Se dio vuelta en la silla, arrojando su cuaderno al suelo. Miró a los ojos castaño claros del doctor John Havilland, para retener en ellos sus ojos, tal como le había enseñado el doctor.

—Sólo pensamientos, doctor.

—Bien. Los periódicos hablan mucho de ti. ¿Qué se siente?

—Calma y oscuridad.

—Bien. ¿Te molesta la teoría de un asesino sicópata?

—No. Me divierte, porque están muy lejos de la realidad.

—¿Tuviste que liquidar a tres?

—Sí. Me acordé de su capacitación de eficiencia. Alguna otra vez tendré que volverlo a hacer.

—¿Un arma segura? ¿Ilocalizable?

—Sin duda. La robé.

—Bien. ¿Cómo siguen los dolores de cabeza?

—No mal del todo. Cuando empiezan de veras, yo canto.

—Bien. Si vuelve a nublarse tu vista, ven a verme enseguida y te pondré una inyección. ¿Sueños?

—A veces sueño con el Alquimista. ¿Era muy bueno, verdad?

—Genial, Thomas, pero se marchó. Lo borré de la faz de la Tierra.

Havilland le tendió a Goff un papel.

—Puede ser una buena cliente. Llamó pidiendo hora. Hice algunas averiguaciones con otras chicas de la vida. Cobra mil por noche. Hazte con su agenda de clientes; los que pueden permitirse ese lujo bien pueden permitirse nuestros servicios.

Goff leyó la hoja de papel: Linda Wilhite, 9819 del Bulevar Wilshire, 91 Oeste. Sonrió.

—Es un edificio fácil. He estado allí muchas veces.

Havilland le devolvió la sonrisa.

—Bien, Thomas. Ahora vete a casa y disfruta de tus sueños.

—¿Cómo sabe que disfrutaré?

—Conozco tus sueños. Yo los hice.

Goff se quedó contemplando cómo el doctor daba la vuelta y se encaminaba al patio con celosías que dominaba la playa. Dejó que se grabase en su mente la imagen de la marcha del doctor, cerró la tapa de la mesa y se fue al coche. Iba a girar la llave de contacto cuando vio en el salpicadero un plástico doblado.
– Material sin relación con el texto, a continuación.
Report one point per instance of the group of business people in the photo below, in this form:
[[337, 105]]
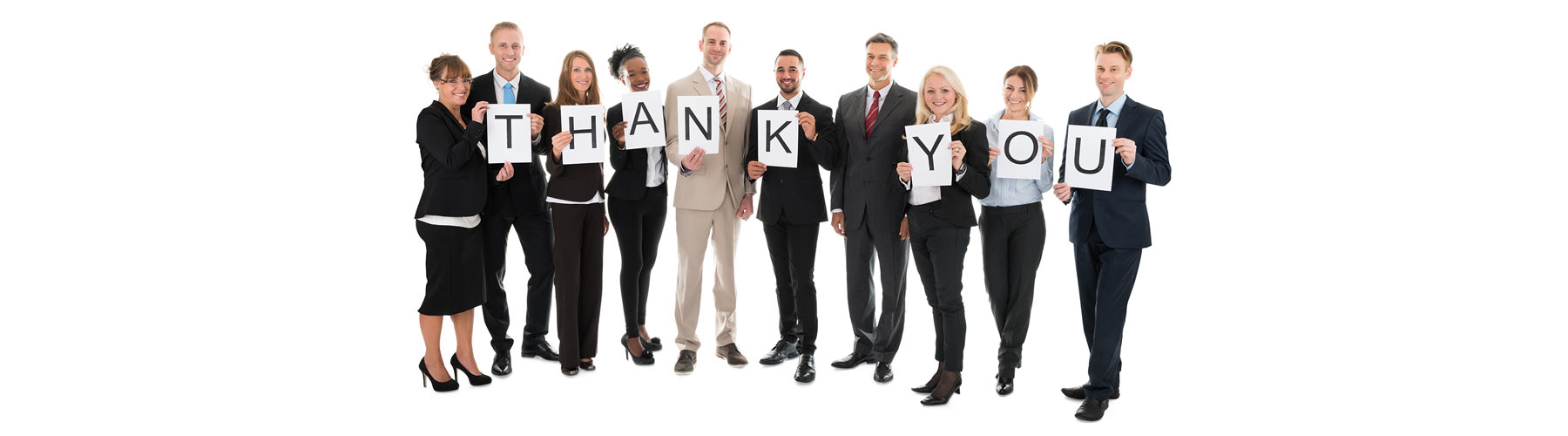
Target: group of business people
[[470, 208]]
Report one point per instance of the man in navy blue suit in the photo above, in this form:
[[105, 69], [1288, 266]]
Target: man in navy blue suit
[[1109, 229]]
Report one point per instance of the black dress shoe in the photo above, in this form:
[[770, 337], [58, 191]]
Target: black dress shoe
[[780, 353], [474, 380], [1092, 410], [1076, 392], [538, 350], [883, 372], [854, 359], [502, 364], [807, 371]]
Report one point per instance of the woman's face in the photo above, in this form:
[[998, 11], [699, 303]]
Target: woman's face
[[940, 96], [454, 90], [635, 76], [582, 76], [1013, 94]]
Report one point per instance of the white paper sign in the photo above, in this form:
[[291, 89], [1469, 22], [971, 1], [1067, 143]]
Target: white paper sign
[[1089, 157], [929, 154], [509, 133], [1019, 146], [697, 121], [778, 139], [588, 139], [645, 119]]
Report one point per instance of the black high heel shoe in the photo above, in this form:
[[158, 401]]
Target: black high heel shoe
[[936, 399], [645, 359], [439, 386], [474, 380]]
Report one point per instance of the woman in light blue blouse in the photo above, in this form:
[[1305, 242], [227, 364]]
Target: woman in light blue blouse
[[1013, 229]]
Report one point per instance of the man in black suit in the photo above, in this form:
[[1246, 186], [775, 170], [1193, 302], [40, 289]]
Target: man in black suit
[[517, 204], [869, 204], [1109, 229], [791, 210]]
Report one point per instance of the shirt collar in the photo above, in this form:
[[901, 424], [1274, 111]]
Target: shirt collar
[[1115, 107]]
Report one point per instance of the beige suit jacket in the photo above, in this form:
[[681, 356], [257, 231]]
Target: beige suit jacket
[[720, 174]]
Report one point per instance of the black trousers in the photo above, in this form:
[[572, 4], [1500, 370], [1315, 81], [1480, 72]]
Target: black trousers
[[1105, 278], [1011, 241], [639, 223], [579, 278], [875, 336], [538, 245], [940, 257], [794, 251]]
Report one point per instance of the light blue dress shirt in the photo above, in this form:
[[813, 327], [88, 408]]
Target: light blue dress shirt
[[1017, 192]]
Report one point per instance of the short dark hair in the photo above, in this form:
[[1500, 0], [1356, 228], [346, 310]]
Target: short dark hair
[[885, 39], [621, 55], [447, 65], [791, 52]]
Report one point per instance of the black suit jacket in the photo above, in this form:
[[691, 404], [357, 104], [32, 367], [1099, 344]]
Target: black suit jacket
[[452, 162], [631, 165], [525, 188], [570, 182], [956, 206], [794, 194], [864, 176], [1120, 215]]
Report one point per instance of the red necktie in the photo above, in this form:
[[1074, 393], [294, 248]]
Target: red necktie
[[870, 116]]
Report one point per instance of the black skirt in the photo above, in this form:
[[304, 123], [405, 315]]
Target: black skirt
[[454, 269]]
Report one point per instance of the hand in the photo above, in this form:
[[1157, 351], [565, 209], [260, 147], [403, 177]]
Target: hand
[[756, 168], [619, 133], [808, 124], [1128, 149], [693, 160], [745, 209], [560, 141], [535, 124], [478, 112], [505, 173], [958, 154]]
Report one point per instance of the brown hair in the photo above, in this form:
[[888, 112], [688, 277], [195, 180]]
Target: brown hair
[[1031, 82], [1115, 47], [444, 65], [566, 94], [507, 25], [719, 24]]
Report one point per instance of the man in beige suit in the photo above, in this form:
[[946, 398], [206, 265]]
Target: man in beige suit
[[711, 200]]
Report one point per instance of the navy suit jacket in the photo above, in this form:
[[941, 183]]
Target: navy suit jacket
[[1120, 215]]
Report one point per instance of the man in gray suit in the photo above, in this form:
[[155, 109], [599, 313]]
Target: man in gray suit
[[869, 204]]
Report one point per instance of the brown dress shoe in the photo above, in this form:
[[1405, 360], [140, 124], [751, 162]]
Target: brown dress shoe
[[686, 363], [731, 355]]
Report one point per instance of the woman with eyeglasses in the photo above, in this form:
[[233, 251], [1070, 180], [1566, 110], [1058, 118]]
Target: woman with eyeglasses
[[639, 204], [576, 196], [1013, 228], [940, 220], [447, 220]]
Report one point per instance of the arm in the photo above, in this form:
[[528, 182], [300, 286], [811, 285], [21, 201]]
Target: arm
[[431, 137], [1152, 163]]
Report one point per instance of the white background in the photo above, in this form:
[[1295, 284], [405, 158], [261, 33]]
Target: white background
[[209, 220]]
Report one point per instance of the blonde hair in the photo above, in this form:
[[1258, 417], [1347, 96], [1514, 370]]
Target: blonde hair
[[960, 110]]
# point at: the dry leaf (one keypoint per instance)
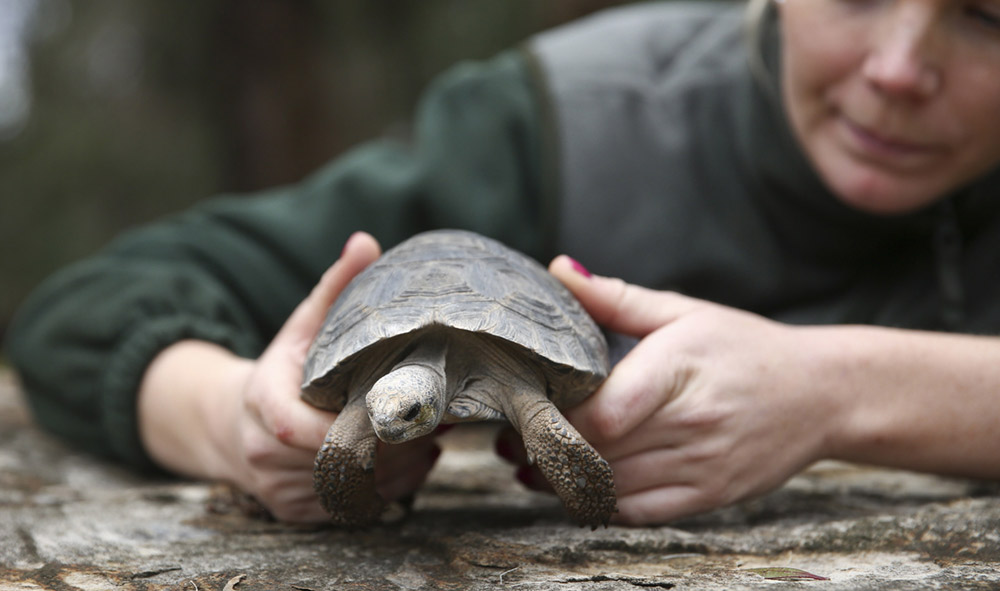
(231, 585)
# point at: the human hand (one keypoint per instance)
(713, 405)
(246, 422)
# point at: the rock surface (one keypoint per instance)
(70, 522)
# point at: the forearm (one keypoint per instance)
(914, 400)
(186, 395)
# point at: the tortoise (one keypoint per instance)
(451, 326)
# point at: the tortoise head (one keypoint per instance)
(406, 403)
Quiso cogerlo y gritó; era un plástico beige. O sea, que él «lo sabía».

Rasgó en pedazos la bolsa de plástico y golpeó con sus puños el tablero hasta que el dolor adormeció los gritos de su mente. Al encender los faros vio algo blanco en el parabrisas. Bajó del coche y lo examinó. La tarjeta en relieve de «John R. Havilland M. D. Siquiatra» se le quedó mirando. Le dio la vuelta. Al dorso, con letra cuidadosa, estaba escrito: «Conozco tus pesadillas».